Finally, the majority reasons that the Board’s enforcement of regulation 102.46 violates regulation 102.121, which states that all regulations should be “liberally construed to effectuate the purposes and provisions of the Act.” I fail to see how this general provision supports a decision that the Board’s application of regulation 102.46 to the specific facts of this case was arbitrary. After all, Rule 1 of the Federal Rules of Civil Procedure states that courts shall construe those rules “to secure the just, speedy and inexpensive determination of every action.” If a district court refused to consider an item filed after a deadline set forth in the local rules of court, however, I doubt we would employ Rule 1 to find that the district court abused its discretion — absent unusual circumstances not present in this case — if the party who filed the item, like Southwest Security, failed to show good cause for missing the deadline.
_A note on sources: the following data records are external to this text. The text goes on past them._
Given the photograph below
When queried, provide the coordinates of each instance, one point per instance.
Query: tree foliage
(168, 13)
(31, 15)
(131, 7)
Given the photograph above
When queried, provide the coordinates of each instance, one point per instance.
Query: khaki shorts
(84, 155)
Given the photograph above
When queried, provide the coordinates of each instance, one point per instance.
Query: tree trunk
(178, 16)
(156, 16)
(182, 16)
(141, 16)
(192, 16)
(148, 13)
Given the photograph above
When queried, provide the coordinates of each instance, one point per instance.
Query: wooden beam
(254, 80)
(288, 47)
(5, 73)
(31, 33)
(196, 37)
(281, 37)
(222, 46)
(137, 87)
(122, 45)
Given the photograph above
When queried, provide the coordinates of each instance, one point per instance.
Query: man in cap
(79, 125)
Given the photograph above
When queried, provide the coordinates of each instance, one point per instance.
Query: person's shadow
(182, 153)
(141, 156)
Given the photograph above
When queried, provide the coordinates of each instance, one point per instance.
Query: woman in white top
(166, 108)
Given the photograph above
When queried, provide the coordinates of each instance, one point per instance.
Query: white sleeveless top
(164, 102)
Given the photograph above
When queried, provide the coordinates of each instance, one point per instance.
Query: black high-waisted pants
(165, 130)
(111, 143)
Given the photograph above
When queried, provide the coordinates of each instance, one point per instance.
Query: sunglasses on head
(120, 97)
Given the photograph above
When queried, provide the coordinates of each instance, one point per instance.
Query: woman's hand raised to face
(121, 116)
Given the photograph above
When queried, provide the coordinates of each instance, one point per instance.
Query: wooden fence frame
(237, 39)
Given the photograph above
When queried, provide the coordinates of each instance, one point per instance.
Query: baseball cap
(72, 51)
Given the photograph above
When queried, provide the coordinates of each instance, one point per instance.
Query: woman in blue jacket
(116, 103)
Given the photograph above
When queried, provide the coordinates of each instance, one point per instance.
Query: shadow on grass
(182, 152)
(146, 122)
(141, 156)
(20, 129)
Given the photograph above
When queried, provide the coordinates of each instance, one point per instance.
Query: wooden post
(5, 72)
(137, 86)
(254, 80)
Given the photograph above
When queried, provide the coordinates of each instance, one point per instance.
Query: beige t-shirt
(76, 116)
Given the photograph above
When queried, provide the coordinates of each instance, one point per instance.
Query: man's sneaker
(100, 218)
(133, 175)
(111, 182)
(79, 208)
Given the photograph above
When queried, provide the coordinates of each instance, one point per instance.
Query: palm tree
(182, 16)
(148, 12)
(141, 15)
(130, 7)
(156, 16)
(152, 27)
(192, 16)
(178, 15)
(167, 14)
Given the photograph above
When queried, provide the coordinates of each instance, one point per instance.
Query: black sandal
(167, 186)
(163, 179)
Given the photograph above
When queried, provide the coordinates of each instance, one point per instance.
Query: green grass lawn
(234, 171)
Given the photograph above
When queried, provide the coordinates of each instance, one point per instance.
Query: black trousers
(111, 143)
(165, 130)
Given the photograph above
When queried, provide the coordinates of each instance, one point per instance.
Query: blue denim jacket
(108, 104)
The majority’s reliance on the general language of regulation 102.121 is thus simply makeweight.
In sum, I see no basis for reaching the merits of the hiring hall issue without intruding upon the Board’s discretion to regulate its internal process of administrative appeals. In this case, the Board did neither more nor less than enforce the text of regulation 102.46. Nevertheless,'the majority concludes that the Board acted arbi*1340trarily in treating the regulation as if it meant what it said. The majority is thus fashioning a precedent that will frustrate the Board in its legitimate efforts to induce parties to fairly state at least the substance of their legal arguments in a timely manner. I believe the Board has a tough enough job in managing its considerable caseload without being faced with the new obstacle created by today’s decision.
Accordingly, I respectfully dissent.